I think my good intentions of keeping alterations of the basic clerestory mouldings to a minimum have led to work that has spiralled out of control. I have an idea that I might attempt to build complete replacements for the straight parts of the clerestory sides, off the model, and if they give a good result then cut out what is already there to create a rebate into which I can fit the new sides.

A nice thin layer of plastic sheet and strip to represent the woodwork, mostly pre-painted and stuck carefully onto a complete flat backing layer of clear glazing material is what I have in mind at present. I think I can ensure that when I cut out the existing representation, there's enough material left behind to support and secure the new sides...
Most subjects, models and techniques covered in this thread are now listed in various categories on page1

Dec. 2018: Almost all images that disappeared from my own thread following loss of free remote hosting are now restored.

Paul_sterling
NBR J36 0-6-0
Posts: 120
Joined: Fri May 10, 2013 12:50 pm
Location: Durham

Re: Atlantic's works: A proper vintage carriage.

Post by Paul_sterling » Fri May 17, 2019 11:24 am

That is fantastic work Graeme, a credit to you and Mike.

Cheers, Paul.

earlswood nob
LNER A4 4-6-2 'Streak'
Posts: 1586
Joined: Tue Mar 09, 2010 9:23 am
Location: Surrey

Re: Atlantic's works: A proper vintage carriage.

Post by earlswood nob » Fri May 17, 2019 12:44 pm

G'day all on a green tea detox day

I, for one, am learning a lot from this clerestory build.

I think the idea of using a complete clear section for the clerestory, and fit plastic overlay for the wooden framing, is a good one.
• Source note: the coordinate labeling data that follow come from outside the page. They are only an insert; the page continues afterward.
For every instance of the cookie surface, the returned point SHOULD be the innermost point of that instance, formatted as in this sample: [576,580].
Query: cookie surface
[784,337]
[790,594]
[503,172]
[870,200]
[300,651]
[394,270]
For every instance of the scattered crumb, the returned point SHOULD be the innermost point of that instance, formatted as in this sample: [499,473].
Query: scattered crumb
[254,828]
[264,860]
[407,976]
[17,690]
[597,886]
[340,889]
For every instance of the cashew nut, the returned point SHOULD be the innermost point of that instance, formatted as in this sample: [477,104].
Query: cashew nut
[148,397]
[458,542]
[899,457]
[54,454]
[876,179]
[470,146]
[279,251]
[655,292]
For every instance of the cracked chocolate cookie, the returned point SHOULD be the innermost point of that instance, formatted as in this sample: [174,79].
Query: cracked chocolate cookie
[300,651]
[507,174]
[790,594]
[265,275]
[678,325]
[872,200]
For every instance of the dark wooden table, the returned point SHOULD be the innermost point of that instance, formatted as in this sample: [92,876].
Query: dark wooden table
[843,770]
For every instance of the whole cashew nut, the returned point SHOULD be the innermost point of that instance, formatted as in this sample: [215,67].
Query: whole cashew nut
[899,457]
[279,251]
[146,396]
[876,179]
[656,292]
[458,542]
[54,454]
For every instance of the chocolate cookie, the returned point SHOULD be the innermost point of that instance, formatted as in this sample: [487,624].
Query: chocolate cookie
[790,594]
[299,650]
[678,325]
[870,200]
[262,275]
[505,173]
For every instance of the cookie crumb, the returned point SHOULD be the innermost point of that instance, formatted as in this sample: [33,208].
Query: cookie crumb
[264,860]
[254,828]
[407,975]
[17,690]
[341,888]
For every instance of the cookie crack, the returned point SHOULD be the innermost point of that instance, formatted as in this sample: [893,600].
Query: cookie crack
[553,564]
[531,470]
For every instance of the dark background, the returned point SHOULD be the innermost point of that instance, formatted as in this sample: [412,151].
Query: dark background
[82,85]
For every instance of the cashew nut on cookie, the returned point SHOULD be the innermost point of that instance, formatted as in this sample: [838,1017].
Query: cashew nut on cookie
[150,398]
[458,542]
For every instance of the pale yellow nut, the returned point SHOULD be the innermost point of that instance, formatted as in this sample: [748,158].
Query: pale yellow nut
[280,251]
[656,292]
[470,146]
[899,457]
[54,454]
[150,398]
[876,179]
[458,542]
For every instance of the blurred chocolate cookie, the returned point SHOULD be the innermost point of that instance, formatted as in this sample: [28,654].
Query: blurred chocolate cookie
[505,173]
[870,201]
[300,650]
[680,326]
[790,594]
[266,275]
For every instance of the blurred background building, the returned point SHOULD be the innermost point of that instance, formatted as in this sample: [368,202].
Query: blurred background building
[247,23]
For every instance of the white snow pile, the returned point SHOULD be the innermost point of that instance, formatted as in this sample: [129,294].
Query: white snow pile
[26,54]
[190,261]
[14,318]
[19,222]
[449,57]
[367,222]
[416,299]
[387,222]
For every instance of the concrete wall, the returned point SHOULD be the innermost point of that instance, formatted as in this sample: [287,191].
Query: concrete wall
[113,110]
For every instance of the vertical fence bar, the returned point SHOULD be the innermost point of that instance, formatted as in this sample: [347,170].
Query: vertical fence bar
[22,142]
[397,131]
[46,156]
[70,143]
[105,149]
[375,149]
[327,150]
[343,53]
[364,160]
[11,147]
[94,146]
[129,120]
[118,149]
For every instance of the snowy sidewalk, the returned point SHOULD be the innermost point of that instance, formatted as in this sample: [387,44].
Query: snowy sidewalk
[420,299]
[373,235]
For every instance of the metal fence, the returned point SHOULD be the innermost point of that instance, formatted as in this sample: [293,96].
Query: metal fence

One can use clearfix to fit the pieces together, and keep the "glass" clear.

Earlswood nob

Dave S
LNER J39 0-6-0
Posts: 150
Joined: Wed Dec 14, 2016 12:46 pm

Re: Atlantic's works: A proper vintage carriage.

Post by Dave S » Fri May 17, 2019 7:27 pm

I've got a different idea to try out for a Clerestorey, but I'm waiting for the etches to come back from PPD before I can.